À ce stade, il n’est pas nécessaire d’évaluer le bien-fondé de la revendication des demandeurs, mais plutôt la solidité de la revendication potentielle. La preuve soutient la conclusion que les demandeurs exerçaient leurs activités traditionnelles sur le territoire en litige avant le contact avec les Européens et qu’ils les exercent depuis. Dans ses négociations avec les demandeurs en 2011, le Québec avait reconnu que leur revendication était loin d’être futile. Celle-ci paraît fondée et crédible. La rencontre de février 2015 n’était pas suffisante pour pallier le processus de consultation quasi inexistant qui a été mené avant le début du projet, et encore moins l’absence complète de consultation en ce qui a trait au nouveau tracé de la ligne. La mesure d’accommodement mise en place par le Québec à ce moment palliait les effets de la construction de la ligne, mais pas les répercussions de celle-ci sur les activités traditionnelles des demandeurs à long terme. Le Québec a mis fin aux discussions en dépit du fait que plusieurs sujets dont les demandeurs souhaitaient parler ont été à peine abordés.

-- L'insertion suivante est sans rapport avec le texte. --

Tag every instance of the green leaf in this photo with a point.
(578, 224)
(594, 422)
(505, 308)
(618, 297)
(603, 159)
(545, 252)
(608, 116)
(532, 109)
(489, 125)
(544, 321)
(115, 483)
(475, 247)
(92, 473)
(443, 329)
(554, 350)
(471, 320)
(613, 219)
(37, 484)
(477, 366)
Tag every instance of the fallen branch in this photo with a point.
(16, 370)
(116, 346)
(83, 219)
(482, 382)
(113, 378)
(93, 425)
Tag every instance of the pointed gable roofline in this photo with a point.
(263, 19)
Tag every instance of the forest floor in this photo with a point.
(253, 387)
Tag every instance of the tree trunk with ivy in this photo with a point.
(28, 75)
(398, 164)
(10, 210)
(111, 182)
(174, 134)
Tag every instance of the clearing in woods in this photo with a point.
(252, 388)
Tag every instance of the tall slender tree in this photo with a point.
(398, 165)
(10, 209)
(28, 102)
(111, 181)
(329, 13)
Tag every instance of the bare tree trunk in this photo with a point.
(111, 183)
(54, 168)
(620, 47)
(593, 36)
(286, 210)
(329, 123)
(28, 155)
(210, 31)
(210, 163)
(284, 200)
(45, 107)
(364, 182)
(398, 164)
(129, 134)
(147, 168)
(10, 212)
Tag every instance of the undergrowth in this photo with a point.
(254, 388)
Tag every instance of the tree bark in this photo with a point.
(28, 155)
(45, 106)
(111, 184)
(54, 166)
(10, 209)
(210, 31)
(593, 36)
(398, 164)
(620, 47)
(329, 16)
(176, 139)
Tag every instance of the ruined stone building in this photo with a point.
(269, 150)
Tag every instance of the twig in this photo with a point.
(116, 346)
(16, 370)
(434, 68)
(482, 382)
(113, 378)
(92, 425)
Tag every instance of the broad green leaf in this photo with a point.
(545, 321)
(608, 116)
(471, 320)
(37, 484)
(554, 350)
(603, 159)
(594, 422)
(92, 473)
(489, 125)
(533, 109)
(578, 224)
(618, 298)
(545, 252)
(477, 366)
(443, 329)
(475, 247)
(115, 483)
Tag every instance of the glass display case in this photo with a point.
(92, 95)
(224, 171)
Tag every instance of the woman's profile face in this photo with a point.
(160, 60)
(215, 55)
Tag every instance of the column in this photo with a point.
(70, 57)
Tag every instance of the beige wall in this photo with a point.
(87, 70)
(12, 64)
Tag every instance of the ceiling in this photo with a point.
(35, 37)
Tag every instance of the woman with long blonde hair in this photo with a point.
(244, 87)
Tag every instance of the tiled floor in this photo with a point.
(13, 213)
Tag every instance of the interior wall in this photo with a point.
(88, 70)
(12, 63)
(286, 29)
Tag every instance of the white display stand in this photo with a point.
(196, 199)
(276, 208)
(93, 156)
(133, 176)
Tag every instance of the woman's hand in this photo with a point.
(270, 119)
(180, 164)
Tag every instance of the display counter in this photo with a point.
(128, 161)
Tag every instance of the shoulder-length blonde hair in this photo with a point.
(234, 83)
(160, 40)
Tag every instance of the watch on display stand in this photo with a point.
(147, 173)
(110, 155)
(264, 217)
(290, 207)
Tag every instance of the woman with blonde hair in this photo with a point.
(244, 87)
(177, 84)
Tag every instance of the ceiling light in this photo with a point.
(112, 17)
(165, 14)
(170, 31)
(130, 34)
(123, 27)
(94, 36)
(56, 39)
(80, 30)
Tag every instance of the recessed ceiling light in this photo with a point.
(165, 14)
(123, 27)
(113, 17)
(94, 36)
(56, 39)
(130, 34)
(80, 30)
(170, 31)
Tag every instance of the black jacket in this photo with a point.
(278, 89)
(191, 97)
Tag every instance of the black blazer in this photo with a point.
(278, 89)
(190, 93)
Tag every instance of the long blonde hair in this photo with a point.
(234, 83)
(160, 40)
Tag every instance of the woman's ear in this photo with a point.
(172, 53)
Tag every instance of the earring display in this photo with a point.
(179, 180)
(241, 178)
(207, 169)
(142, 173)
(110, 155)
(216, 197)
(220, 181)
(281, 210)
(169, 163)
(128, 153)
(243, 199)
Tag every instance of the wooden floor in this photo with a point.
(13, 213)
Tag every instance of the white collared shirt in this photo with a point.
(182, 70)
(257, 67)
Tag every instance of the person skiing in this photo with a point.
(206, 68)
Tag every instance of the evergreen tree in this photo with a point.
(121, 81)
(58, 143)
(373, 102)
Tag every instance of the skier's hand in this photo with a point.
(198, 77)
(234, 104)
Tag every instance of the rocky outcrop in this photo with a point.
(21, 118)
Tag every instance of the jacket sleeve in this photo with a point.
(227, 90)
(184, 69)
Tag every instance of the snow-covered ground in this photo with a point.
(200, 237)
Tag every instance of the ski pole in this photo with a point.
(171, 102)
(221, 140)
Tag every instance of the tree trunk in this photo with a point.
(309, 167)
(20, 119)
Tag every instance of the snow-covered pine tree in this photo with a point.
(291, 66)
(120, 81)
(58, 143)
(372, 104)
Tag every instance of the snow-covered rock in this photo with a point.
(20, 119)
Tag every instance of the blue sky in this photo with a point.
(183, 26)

Enfin, la norme de contrôle applicable en l’espèce est la même que celle d’un pourvoi en contrôle judiciaire. Les règles doivent toutefois être modulées afin de tenir compte des aspects particuliers des dossiers de consultation. Avant la délivrance du certificat d’autorisation de la construction, le Québec a décidé qu’il pouvait se fier aux consultations faites par Hydro-Québec, une décision qui est incorrecte et déraisonnable. La décision de mettre fin aux consultations en février 2015 est déraisonnable. La démarche du Québec était insuffisante, tant pour préserver l’honneur de la Couronne que pour concilier les intérêts de la Couronne avec ceux des demandeurs.